We had a low budget, and didn’t really fancy occupying a room in a house, so our search rapidly reduced and left us with only a few options. Guided by the photographs, I suggested a tin shepherd’s hut on the side of a hill overlooking a valley. Granted, the photos looked superb – clear blue sky, sunny day, greenery and scenery. So we went for it, and booked it. In correspondence with us, the vendor said something along the lines of, “So, you’ve definitely checked all of the information and you’re happy with it?”. Of course we had…not. It turned out, this summery retreat offered no electricity, a compost toilet, and an outside shower. And it was February. And there was going to be one hell of a storm.

There are many times that test couples. This potentially could have been one of them, and it was definitely an indicator as to if we were on the same page. Luckily, we looked at eachother as if to say, “Sod it, it’s an adventure. Let’s do it.” We arrived in fairly pleasant weather, no sign of the impending storm, and had lunch in the local pub. We found our digs and settled in. Just one room – a cosy-looking sofa bed, sink, gas cooker and a wood burning stove. First things first, the stove was lit. Candles lit as it gradually got darker. A few cups of tea, quick dinner and a game of chess later, it was dark outside yet still only 6pm. This is how it must have felt for Victorian farmers. It was perfect to switch off, go off grid and just spend uninterrupted time together, away from people and technology.

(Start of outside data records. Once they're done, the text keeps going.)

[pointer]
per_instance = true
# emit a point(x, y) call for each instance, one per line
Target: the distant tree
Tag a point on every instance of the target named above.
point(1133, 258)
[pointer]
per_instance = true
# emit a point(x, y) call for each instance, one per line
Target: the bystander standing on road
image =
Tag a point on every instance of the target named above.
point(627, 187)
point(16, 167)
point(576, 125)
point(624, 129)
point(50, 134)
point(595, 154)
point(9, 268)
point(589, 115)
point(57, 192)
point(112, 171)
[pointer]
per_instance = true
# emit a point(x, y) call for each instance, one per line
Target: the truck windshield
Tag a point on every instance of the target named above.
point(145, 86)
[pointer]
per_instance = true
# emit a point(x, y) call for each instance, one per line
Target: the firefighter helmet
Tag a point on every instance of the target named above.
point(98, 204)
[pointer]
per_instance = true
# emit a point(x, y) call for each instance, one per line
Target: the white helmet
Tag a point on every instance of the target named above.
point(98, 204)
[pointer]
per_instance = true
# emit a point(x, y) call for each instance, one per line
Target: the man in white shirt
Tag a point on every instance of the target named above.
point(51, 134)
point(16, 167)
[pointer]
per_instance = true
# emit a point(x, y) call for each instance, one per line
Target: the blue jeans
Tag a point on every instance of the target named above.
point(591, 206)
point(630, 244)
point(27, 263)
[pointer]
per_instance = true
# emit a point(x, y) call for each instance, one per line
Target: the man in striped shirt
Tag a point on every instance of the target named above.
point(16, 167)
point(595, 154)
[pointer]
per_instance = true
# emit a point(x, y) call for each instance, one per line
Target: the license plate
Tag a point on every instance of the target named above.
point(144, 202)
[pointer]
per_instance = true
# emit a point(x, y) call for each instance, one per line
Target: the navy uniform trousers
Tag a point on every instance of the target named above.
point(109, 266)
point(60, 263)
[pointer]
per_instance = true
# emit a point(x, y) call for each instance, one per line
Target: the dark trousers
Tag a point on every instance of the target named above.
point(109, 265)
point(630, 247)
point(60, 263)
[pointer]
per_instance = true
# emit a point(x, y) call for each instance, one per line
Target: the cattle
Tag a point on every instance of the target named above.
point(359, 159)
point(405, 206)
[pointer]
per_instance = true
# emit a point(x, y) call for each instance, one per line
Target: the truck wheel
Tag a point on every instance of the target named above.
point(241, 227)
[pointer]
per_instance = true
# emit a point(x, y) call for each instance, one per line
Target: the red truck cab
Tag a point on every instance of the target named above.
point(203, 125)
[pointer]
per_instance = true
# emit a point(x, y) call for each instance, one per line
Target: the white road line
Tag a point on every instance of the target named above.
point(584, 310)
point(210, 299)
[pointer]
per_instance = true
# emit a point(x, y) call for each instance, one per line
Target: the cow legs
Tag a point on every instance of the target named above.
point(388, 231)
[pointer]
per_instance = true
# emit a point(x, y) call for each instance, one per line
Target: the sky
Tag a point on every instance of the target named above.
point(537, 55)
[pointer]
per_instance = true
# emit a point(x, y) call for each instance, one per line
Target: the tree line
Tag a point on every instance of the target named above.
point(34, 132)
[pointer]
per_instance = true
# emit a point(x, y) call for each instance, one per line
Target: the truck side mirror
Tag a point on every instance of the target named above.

As the wind and rain battered us from outside, inside was a warm haven, sheltered from it all. Constantly feeding the fire meant that after a few hours I was down to shorts and t-shirt and we had to open a window. The only brave venturing outdoor we had to do was to use the toilet, which was a composting loo – an advanced hole in the ground effectively.

We had planned to get up in the morning and go for a walk into the hills. This was looking less and less likely as the night wore on with the wind whistling around us and the rain lashing the windows. It actually sounded like we were in a car wash.

Morning came and just like the way we decided to stay in an electricity-deprived tin shed, we decided to head out anyway. An hour later we were battling just to get out of the car with the wind pummeling us from each direction. The local sheep, unfazed by such conditions, seemed to look on amused. All in, we managed a three mile trek up to the ridgeline and back. The high wind on top, combined with horizontal hail, effectively forced us to retreat the way we’d came. The real fun began when we had to get changed in my five-door hatchback. Never before has my yearning for a campervan been so strong. The warm buzz from being exposed to the elements then slowly drying out and thawing lasted for a couple of hours, helped by a Sunday roast in the pub. It’s funny, it’s probably on a par with the buzz I get from a really good run.

I think it’s safe to say, we’re not ones for backing away from adventure. Bring it on.